Post # 1
I’m going to make this short and get to the meat of the issue …
My daughter is in college and a sorority sister has asked her to be in her wedding,my daughter considered it an honor and accepted. Here is wear I come in, I will foot the bill for my daughters expenses as she is a student with no income other than the parental support. The dress and shoes will cost us $250 and that is fine, daughter can wear them out on other occasions. Now the sorority sis has given all the wedding party a list of requirements… Manicure, pedicure, hair styled and a spray tan all at a specific salon. The bride has preselected hair styles and nail color and informed the girls on this note that all this will be at their own expense, be prepared to pay $210 plus tip. We have not even chipped in for the bridal shower or bachlorette party. Is this something that is customary now.? It has been 20yrs since I walked down the isle or I was apart of a wedding party…
Post # 3
@Ashland9: Dicatating the dress, shoes, and accessories is par for course, dictating hairstyle is picky but acceptable, but nail color and spray tan AND the salon is beyond ridiculous. And on top of that, many brides offer to cover costs beyond the outfit as a gift. Hopefully the bride has plans to make up for it with an awesome gift… Woah. What a.. uh.. interesting case… to put it lightly. I say NOT CUSTOMARY! and your daughter needs to ask for some leniency, even though its not her checkbook… (coming from another undergrad)
Post # 4
@Ashland9: it’s pretty understood that a bridesmaid will pay for dress/shoes. If a bride demands professional hair, make up, nails, etc it should be at the bride’s expense.
Post # 5
Ugh. That is WAY excessive, especially for someone in college!

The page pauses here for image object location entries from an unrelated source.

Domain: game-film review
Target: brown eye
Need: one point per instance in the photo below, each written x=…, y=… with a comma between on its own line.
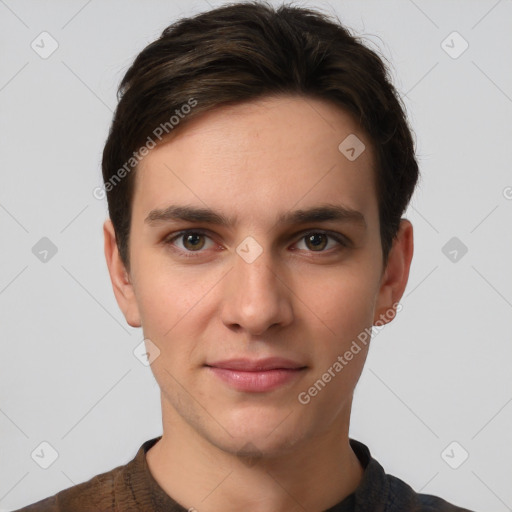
x=320, y=242
x=190, y=241
x=316, y=241
x=193, y=241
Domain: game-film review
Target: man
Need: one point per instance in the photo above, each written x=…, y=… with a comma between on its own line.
x=256, y=171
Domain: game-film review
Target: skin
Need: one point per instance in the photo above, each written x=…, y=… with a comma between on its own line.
x=224, y=449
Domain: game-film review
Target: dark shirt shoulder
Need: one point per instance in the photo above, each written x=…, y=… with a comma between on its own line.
x=132, y=487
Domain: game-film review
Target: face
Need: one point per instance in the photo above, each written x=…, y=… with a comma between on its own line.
x=253, y=237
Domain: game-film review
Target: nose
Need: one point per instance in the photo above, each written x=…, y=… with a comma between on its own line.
x=256, y=295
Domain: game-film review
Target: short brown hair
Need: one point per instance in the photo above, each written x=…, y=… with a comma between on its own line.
x=244, y=51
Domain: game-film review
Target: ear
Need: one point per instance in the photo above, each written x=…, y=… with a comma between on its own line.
x=121, y=283
x=394, y=279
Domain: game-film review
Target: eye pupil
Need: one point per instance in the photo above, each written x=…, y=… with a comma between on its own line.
x=318, y=243
x=193, y=238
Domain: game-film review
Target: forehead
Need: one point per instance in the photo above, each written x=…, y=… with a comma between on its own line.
x=261, y=158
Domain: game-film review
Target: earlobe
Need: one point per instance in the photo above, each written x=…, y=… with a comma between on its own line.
x=396, y=275
x=120, y=278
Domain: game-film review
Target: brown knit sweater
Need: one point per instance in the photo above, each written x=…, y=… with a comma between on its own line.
x=132, y=488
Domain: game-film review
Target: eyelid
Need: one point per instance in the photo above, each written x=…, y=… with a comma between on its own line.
x=341, y=239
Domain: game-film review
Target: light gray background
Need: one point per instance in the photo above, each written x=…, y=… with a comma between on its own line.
x=439, y=373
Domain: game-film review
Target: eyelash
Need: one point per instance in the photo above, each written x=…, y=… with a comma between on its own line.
x=344, y=242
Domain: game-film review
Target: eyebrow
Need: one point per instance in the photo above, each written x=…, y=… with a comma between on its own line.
x=320, y=213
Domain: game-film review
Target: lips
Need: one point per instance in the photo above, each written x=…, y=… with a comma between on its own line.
x=252, y=365
x=256, y=376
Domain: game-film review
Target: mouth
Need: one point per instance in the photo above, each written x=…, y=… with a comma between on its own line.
x=257, y=376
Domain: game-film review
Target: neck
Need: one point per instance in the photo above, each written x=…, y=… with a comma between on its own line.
x=315, y=474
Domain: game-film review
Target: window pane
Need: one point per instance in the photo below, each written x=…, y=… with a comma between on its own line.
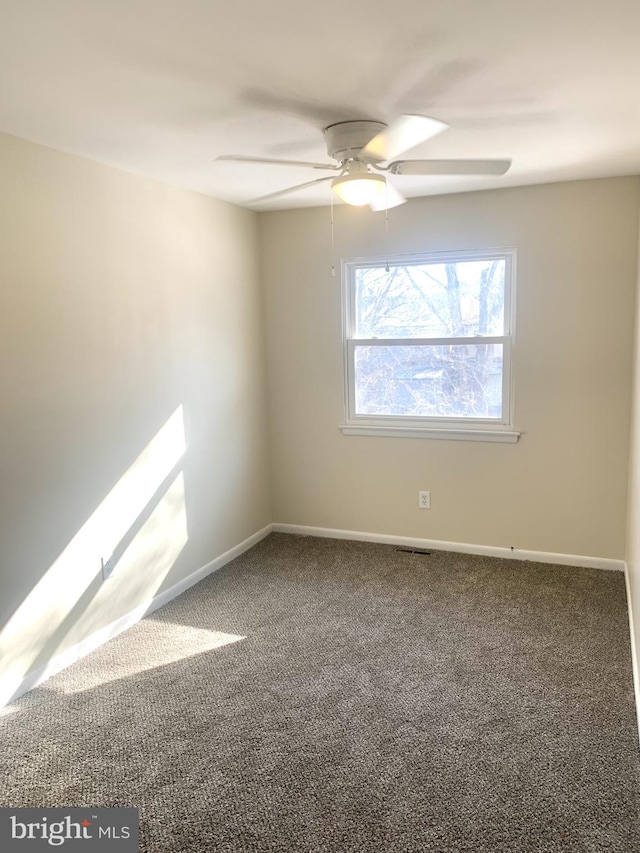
x=461, y=299
x=461, y=381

I would have your daughter talk to the bride and see if the bride can help her out a little, financially!
Post # 6
@Ashland9: Shoes, dress, and hair is expected. Normally nails, tan, make-up is optional and at the bridesmaids discretion. I would have your daughter ask what the other bridesmaids are doing to afford this, particularly since they still need to pay for a bachelorette, a shower, and gifts… Weddings are certainly expensive affairs for bridesmaids, but this (to me) seems excessive particularly for girls still in college.
Post # 7
That is just silly. I know I was in a wedding where she made us get fake tans and eyelash extensions and false nails all at our own expens! It is not fair. For my BM’s all they are paying for is their nails to be done (thats if they want them done) I also will not dictate as to how there hair sould be cut and coloured! how silly!
Post # 8
I think you should have your daughter talk to the bride, tell her that she is not sure she can afford all of these expenses. I would go into it with a budget or the items that you are willing to pay for, and see what she says. If the bride refuses to budge than your daughter will have to decide if she wants to step down or ask you for the money, or you will have to decide if you are willing to pay for it. Personally, I would probably drop out of a wedding with a bride that demanding before asking my parents for that much money, but I’m not sure if I would have felt the same way when I was younger and less likely to stand up for myself. It’s a tough call. If your daughter does not want to drop out maybe you can loan her the money (I don’t know if she works summers or anything where that would even be feasible, but I wouldn’t blame you for making her pay for it herself if she won’t stand up to the bride).
Post # 9
Oh and no, I don’t think this is right or customary, but I don’t think it’s entirely uncommon either. I think some people just don’t know any better, which is why I say talk to the bride. Hopefully she’d rather have her friends as bridesmaids than damage her friendships over a spray tan!
Post # 10
To me, only dress is expected. Anything beyond I think the bride should pay for.
Post # 11
Thanks for the all the response…
All you ladies have been very helpful and I will certainly let my daughter read your comments. She will see that there are lots of level headed young women out there in all stages of life that see that this request is a little unreasonable. I don’t mind one bit helping with the expense… We won’t go broke or anything, but I never imagined that it would cost this much just to be a bridesmaid. I just hope this isn’t the start of more to come.